Part (a) is obvious. For (b) let $\max\{f,g\}=:h$. Then $$f(y)\leq f(x)+|f(y)-f(x)|\leq h(x)+L_f|y-x|\ ,$$ and similarly $g(y)\leq h(x)+L_g|y-x|$. It follows that $$h(y)\leq h(x)+\max\{L_f,L_g\}|y-x|\ ,$$ and by symmetry we conclude that $h$ is Lipschitz continuous with Lipschitz constant $L_h\leq \max\{L_f,L_g\}$.

Answer 2

For part b, I think YES.

Because,

$|\max(f(x),g(x))-\max(f(y),g(y))|$

can take $4$ values:

1. $|f(x)-f(y)|$,
2. $|g(x)-g(y)|$,
3. $|f(x)-g(y)|$ and
4. $|g(x)-f(y)|$.

For the first $2$ cases, $L1$ and $L2$ are the required Lipschitz constants, where

$|f(x)-f(y)| \le L1 |x-y|$

and

$|g(x)-g(y)|\le L2 |x-y|$

Now, for the $3$rd case, wlog, assume that $x < y$.

Then we must have $f(x)\ge g(x)$, but $f(y) \le g(y)$, so by the intermediate value theorem for the continuous function $f-g$, we get a point t such that $x < t < y$, satisfying: $f(t)=g(t)$.

Now,

$$|f(x)-g(y)| \le |f(x)-f(t)|+|f(t)-g(t)|+|g(t)-g(y)|\le > L1(t-x)+L2(y-t) \le (\max(L1,L2))*(y-x)$$

The $4$th case is similarly dealt with and $\max(L1,L2)$ is your required Lipschitz constant for part b. Part a is all right, $L1*L2$ being the Lipschitz constant. Please correct me if I'm mistaken anywhere.

Answer 3

$g(x)$, $f(x)$ $\in$ $\mathbb{R}$ and $max\{f(x),g(x)\}=\dfrac{f(x)+g(x)+|g(x)-f(x)|}{2}\equiv h(x)$ (this can be proved in 2 cases)

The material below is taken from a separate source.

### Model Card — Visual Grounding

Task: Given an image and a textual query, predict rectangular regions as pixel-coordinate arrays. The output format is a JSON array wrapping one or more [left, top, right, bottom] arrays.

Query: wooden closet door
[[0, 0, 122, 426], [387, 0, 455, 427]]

We suposse that $f,g$ are Lipschitz continuos

$|f(x)-f(y)|\leq L_1|x-y|$,

$|g(x)-g(y)|\leq L_2|x-y|$,

and I will use

$|a+b|\leq |a|+|b|$

$||a|-|b||\leq |a-b|$

now

$|h(x)-h(y)|=\left|\dfrac{f(x)+g(x)+|g(x)-f(x)|}{2}-\dfrac{f(y)+g(y)+|g(y)-f(y)|}{2}\right|=\left|\dfrac{f(x)-f(y)}{2}+\dfrac{g(x)-g(y)}{2}+\dfrac{|g(x)-f(x)|-|g(y)-f(y)|}{2}\right|\leq \left|\dfrac{f(x)-f(y)}{2}\right|+\left|\dfrac{g(x)-g(y)}{2}\right|+\left|\dfrac{|g(x)-f(x)|-|g(y)-f(y)|}{2}\right|\leq \left|\dfrac{f(x)-f(y)}{2}\right|+\left|\dfrac{g(x)-g(y)}{2}\right|+\left|\dfrac{g(x)-g(y)}{2}\right|+\left|\dfrac{f(x)-f(y)}{2}\right|\leq L_1|x-y|+L_2|x-y|=(L_1+L_2)|x-y|$

Answer 4

(b) We have $\max (f,g) = (|f - g| + f + g)/2.$ It's very easy to see the sum and difference of Lipschitz functions is Lipschitz, as is any constant times a Lipschitz function. We also know that $|x|$ is Lipschitz on $\mathbb R.$ It follows that both $f-g, f+g$ are Lipschitz, hence so is $|f-g|$ by (a). Thus $|f-g| + f+g$ is Lipschitz, hence so is $(1/2)(|f-g| + f+g)$ and we're done.